A useful mental checklist is B-R-A-N: Benefits, Risks, Alternatives, and what happens if you do Nothing. If your consent conversation hit all four, you probably did it right.
"Informed" means they understood, not that you talked
Here's the part that's easy to botch. Consent isn't valid just because words left your mouth. Four ingredients have to be present, and if any one is missing the whole thing collapses:
| Ingredient | What it means | How it fails |
|---|---|---|
| Capacity | The patient can understand, weigh, and communicate a choice. | Delirium, dementia, heavy sedation, intoxication. |
| Disclosure | You actually explained the procedure, risks, alternatives. | Rushing, drowning them in jargon. |
| Understanding | It landed — they can paraphrase it back. | Nodding along to words they didn't follow. |
| Voluntariness | The choice is freely made, no coercion. | Pressure from family, staff, or the clock. |
Capacity deserves a flag of its own. It's decision-specific — a patient can have the capacity to refuse a sandwich but not to consent to a complex procedure, or vice versa. And capacity is a clinical judgment, whereas "competence" is technically a legal determination made by a court. We toss the words around interchangeably; the exam-writers do not.
Don't confuse a signed form with informed consent. A signature obtained from a patient who's already had a hefty dose of sedation — see sedation and anticoagulation management — is worth roughly the paper it's printed on. Consent the patient before the drugs go in.

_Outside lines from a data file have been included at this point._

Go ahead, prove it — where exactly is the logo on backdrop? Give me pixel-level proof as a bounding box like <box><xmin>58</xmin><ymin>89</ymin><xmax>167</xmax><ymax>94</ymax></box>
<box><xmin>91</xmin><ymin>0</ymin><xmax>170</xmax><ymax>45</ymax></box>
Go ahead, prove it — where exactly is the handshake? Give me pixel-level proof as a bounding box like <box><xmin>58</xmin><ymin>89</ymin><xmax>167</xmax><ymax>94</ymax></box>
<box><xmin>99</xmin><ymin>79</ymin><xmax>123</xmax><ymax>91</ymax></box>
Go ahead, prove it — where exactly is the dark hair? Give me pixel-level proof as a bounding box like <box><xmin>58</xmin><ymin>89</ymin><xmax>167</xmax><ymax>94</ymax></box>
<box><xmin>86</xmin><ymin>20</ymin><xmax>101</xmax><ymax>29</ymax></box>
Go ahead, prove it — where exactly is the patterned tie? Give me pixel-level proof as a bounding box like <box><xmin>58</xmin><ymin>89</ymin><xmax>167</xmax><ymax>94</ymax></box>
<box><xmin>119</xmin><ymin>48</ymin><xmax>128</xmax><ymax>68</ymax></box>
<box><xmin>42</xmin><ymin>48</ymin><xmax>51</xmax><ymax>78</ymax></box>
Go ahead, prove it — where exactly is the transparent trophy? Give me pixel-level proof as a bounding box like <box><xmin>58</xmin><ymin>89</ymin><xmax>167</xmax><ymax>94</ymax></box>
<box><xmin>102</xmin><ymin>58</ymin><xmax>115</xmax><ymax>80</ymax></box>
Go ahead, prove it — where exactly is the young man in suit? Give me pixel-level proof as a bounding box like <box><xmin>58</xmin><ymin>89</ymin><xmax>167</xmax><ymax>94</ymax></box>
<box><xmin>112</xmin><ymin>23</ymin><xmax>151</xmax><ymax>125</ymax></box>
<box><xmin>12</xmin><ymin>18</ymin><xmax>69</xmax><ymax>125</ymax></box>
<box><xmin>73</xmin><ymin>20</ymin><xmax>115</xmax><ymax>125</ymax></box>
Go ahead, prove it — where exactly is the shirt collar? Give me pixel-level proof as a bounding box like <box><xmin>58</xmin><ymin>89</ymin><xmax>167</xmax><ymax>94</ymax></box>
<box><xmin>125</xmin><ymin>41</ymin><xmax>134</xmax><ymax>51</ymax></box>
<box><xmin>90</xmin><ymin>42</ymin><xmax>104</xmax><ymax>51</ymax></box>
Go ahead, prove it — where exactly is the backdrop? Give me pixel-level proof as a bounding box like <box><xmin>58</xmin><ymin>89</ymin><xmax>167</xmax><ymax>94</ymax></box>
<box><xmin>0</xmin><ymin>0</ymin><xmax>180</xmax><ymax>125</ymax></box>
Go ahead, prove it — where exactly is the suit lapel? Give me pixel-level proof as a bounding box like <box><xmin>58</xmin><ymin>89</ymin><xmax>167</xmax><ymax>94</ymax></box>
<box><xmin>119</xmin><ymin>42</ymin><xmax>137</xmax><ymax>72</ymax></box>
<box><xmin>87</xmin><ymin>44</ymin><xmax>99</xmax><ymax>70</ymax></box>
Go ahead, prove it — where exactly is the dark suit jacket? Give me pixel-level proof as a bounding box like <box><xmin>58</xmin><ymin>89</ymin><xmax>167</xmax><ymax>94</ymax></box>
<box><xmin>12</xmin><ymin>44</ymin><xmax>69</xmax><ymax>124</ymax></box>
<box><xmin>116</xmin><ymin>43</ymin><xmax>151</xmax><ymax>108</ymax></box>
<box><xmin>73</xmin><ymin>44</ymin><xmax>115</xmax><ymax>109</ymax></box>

Tailor the risks to the actual procedure
The lazy version of consent recites "bleeding, infection, damage to nearby structures" for everything from a thyroid biopsy to a gastrointestinal (GI) bleed embolization. Patients deserve better, and so does the medicolegal record.
Good consent names the risks that genuinely matter for this case: the chance of access-site problems for an arterial puncture (more on those under closure devices and access complications), the possibility of a contrast reaction or contrast-associated kidney injury when iodinated contrast is involved, non-target embolization for an embolization, and so on. The art is conveying the meaningful risks without reading the patient a phone book of every theoretical horror.
A simple gut-check before you finish: would a reasonable patient want to know this to make their decision? That "reasonable patient" standard is increasingly the benchmark courts use — not "what would another doctor have mentioned." Disclose what a normal worried human would care about.
When the patient can't consent
Real life doesn't always hand you a calm, oriented adult. The framework bends in a few well-defined ways:
- Emergencies. When a patient can't consent and delay would seriously threaten life or limb, you may proceed under emergency (implied) consent — the assumption being a reasonable person would want lifesaving care.
- Patients lacking capacity. A surrogate decision-maker steps in, ideally following the patient's known wishes or, failing that, their best interests. Who that surrogate is (healthcare proxy, next of kin, court-appointed) depends on local law.
- Minors. A parent or guardian generally consents, with some carve-outs for emancipated minors and certain sensitive services that vary by jurisdiction.
Note the deliberate vagueness about exactly who signs and exactly which situations qualify — that genuinely varies by country and even by state or province. Know your own institution's policy. Anyone who tells you there's one universal rule is selling something.
The takeaway
Informed consent is the moment you treat a patient as a partner rather than a project. Have the conversation, in plain language, before the sedation; make sure it actually landed; tailor the risks to the real procedure; and know who can step in when the patient can't. Do that, and the signature at the bottom is just the cherry on top — which is exactly what a signature should be.